There is another one also, relating more to the business of being a lawyer than to the mechanics of electronic disclosure. One of my slides shows the transition from a lawyer-led to a client-led process, as clients realise that the involvement of lawyers in the search function often just adds a heavy handling charge on to what is primarily a technology exercise. My purpose in showing the slide is to suggest that lawyers would do well to anticipate this move; if there is to be a realignment of functions, the lawyers need to carve out a new role for themselves instead of waiting to become simply part of the clients’ process.
I quote in this context from an article of mine called Who needs a bridge when the river goes away? which includes this passage:
The mechanics of electronic disclosure are not an inherently legal function like Will writing or conveyancing. Instead of assuming that the work will always be theirs, lawyers must ask themselves why the clients should not divert it somewhere else.
The end of the summer brings a new season of conferences at home and abroad. I passed up, reluctantly, the chance to go to the Sedona Conference International Programme on Cross-Border e-Discovery and Data Privacy in Washington this week. I went to the one in Barcelona last year and, having seen this year’s list of speakers on a subject which is both interesting and important, am very sorry to miss this one. I must, however, keep a balance between the UK and the international scene, and the imminent practice direction demands attention in the UK.
There is enough travel coming up anyway. At the Masters Conference in Washington from 4 to 6 October, I am moderating a session with two non-US judges, Senior Master Whitaker from the UK and Justice Einstein from Australia. I explained in a recent post (see Inquiry blog – Discovery of Documents in Australian Federal Courts) the commonality between current developments in these two jurisdictions, and I am very much looking forward to talking about them in Washington.
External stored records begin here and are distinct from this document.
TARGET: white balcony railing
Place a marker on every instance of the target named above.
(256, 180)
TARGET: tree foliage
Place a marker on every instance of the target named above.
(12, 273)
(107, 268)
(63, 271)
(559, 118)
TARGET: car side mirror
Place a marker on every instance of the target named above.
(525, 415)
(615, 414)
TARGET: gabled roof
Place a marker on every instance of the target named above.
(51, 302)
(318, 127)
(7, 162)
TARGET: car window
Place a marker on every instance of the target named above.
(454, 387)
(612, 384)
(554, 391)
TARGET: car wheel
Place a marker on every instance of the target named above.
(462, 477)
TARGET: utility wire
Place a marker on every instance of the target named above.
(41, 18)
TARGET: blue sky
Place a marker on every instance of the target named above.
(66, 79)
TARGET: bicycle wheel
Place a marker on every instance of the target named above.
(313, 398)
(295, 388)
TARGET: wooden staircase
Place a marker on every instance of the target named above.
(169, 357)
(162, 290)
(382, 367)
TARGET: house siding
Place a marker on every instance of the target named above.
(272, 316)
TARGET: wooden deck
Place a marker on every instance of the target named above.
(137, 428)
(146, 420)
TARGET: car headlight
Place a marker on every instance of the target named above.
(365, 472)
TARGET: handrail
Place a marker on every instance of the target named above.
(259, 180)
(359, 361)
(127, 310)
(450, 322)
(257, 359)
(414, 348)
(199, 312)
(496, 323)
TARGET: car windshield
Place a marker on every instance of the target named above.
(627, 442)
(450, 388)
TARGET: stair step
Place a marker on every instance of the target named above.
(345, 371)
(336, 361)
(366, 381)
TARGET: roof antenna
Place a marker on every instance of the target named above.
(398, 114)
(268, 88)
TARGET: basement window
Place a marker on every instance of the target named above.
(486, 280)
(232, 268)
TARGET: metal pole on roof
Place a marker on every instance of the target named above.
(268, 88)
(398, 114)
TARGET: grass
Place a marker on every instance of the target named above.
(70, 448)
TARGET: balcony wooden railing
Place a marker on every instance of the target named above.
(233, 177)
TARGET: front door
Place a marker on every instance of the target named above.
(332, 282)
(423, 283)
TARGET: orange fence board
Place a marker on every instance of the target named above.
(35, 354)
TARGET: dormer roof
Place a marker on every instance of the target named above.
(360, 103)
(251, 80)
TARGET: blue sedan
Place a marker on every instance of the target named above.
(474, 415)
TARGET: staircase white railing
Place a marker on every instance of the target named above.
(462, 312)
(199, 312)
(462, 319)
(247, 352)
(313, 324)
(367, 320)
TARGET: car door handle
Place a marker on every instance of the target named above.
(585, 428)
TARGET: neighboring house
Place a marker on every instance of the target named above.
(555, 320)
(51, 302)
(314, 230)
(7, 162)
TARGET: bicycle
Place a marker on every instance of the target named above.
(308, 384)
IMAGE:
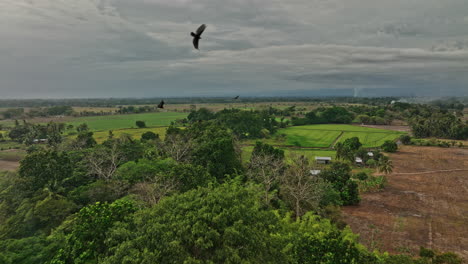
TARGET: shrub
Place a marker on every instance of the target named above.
(362, 176)
(405, 139)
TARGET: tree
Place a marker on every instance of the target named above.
(405, 139)
(225, 224)
(140, 124)
(385, 165)
(265, 169)
(300, 188)
(389, 146)
(347, 150)
(86, 240)
(103, 161)
(215, 148)
(45, 169)
(82, 128)
(339, 176)
(265, 149)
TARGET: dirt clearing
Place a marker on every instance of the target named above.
(424, 204)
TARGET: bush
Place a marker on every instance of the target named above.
(389, 146)
(371, 163)
(140, 124)
(405, 139)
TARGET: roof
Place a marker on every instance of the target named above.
(322, 158)
(315, 172)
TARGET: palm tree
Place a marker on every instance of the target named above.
(385, 165)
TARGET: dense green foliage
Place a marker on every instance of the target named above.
(186, 197)
(389, 146)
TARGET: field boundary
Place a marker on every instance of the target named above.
(332, 145)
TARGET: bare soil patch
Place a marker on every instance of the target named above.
(424, 204)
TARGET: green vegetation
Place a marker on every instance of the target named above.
(110, 193)
(114, 122)
(325, 135)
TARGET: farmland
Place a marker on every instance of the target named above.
(325, 136)
(424, 203)
(135, 133)
(114, 122)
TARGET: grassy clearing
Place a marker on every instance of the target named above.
(309, 138)
(288, 152)
(115, 122)
(101, 136)
(324, 135)
(371, 139)
(11, 145)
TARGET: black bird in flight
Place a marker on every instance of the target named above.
(161, 104)
(197, 36)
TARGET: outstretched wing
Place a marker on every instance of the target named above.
(195, 42)
(201, 29)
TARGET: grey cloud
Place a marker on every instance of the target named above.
(143, 48)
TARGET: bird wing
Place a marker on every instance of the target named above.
(201, 29)
(195, 42)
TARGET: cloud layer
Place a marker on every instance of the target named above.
(142, 48)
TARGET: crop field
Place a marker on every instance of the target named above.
(114, 122)
(101, 136)
(423, 204)
(323, 136)
(289, 152)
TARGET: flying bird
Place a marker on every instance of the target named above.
(197, 36)
(161, 104)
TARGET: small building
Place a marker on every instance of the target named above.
(323, 160)
(315, 172)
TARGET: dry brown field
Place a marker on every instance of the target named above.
(424, 204)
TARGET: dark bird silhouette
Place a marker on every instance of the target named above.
(161, 104)
(197, 36)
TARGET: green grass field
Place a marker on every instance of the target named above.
(288, 152)
(115, 122)
(136, 133)
(321, 136)
(324, 136)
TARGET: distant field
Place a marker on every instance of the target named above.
(309, 153)
(325, 135)
(114, 122)
(136, 133)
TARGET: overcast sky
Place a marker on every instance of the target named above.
(142, 48)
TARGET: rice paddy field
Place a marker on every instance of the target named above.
(323, 136)
(289, 152)
(101, 136)
(115, 122)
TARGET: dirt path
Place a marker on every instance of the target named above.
(424, 203)
(427, 172)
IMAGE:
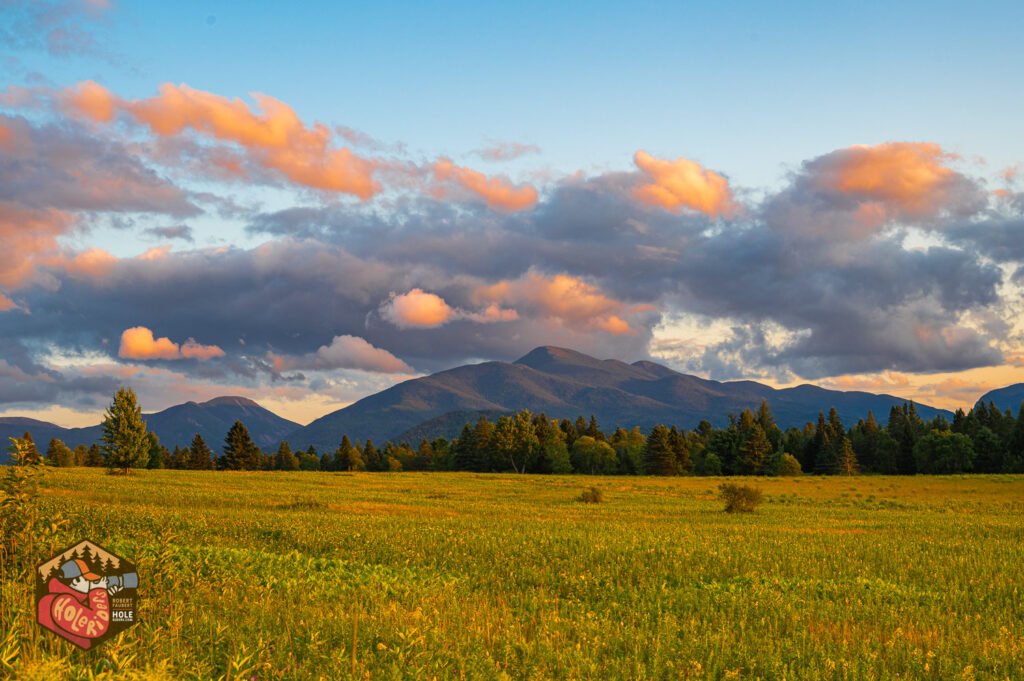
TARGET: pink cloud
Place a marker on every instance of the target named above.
(682, 183)
(138, 343)
(496, 192)
(344, 352)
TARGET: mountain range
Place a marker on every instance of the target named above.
(560, 382)
(175, 425)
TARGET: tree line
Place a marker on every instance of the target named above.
(983, 440)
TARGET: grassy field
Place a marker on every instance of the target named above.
(420, 576)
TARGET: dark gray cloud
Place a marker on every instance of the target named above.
(182, 231)
(813, 282)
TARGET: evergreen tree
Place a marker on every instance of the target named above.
(153, 447)
(95, 457)
(658, 457)
(32, 454)
(372, 456)
(177, 460)
(285, 460)
(240, 451)
(125, 444)
(200, 455)
(754, 451)
(847, 458)
(465, 450)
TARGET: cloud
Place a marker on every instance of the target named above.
(182, 231)
(908, 180)
(61, 28)
(57, 179)
(506, 151)
(138, 343)
(496, 192)
(417, 308)
(565, 298)
(682, 183)
(272, 135)
(421, 309)
(344, 352)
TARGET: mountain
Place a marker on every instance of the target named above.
(564, 383)
(1008, 397)
(175, 425)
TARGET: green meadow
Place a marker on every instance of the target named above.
(461, 576)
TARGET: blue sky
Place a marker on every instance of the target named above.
(749, 115)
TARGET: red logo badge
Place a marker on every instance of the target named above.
(86, 594)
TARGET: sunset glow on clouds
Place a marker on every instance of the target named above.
(138, 343)
(338, 228)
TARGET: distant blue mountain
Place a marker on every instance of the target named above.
(564, 383)
(175, 425)
(1008, 397)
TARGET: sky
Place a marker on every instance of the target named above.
(306, 205)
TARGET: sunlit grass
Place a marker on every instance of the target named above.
(273, 576)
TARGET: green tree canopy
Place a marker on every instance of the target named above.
(125, 443)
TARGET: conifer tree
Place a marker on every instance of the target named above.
(240, 451)
(125, 443)
(658, 457)
(754, 451)
(285, 460)
(95, 457)
(200, 455)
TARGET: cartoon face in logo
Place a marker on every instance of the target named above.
(86, 594)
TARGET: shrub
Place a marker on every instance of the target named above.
(712, 465)
(739, 498)
(790, 465)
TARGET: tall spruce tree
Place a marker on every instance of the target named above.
(240, 451)
(200, 455)
(125, 443)
(658, 457)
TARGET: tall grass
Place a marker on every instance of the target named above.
(309, 576)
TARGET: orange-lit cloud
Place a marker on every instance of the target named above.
(344, 352)
(138, 343)
(89, 99)
(274, 137)
(682, 183)
(419, 308)
(567, 299)
(498, 193)
(909, 177)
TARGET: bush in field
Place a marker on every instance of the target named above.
(790, 465)
(739, 498)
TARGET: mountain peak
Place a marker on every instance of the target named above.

On 27 and 28 October, we have the InnoXcell e-Discovery Exchange Platform in Singapore where developments in that jurisdiction will be added to the mix.
Then I will be back in Washington on 18 and 19 November, talking about UK developments and cross-border matters at Georgetown Law Advanced E-Discovery Institute 2010, followed by the IQPC Information Retention and eDiscovery Exchange in Munich on 30 November where I am taking part in a cross-border panel.
This is all interesting and all important, but no more so than the UK developments – Washington, and Singapore may give me more air miles, but Birmingham, Nottingham, Leeds and Bristol are no less significant in my terms. There is one big UK conference, the Thomson Reuters e-Disclosure Forum on 15 November, chaired, as usual, by Browning Marean of DLA, George Socha (of EDRM fame) and me. The real nuts and bolts, however, lie in talks to UK lawyers in private practice or government service. The destinations may be less exotic, but London and the UK regions lie at the core of what I do. The signs are that it will be a busy autumn – and the practice direction is not even in the rules yet.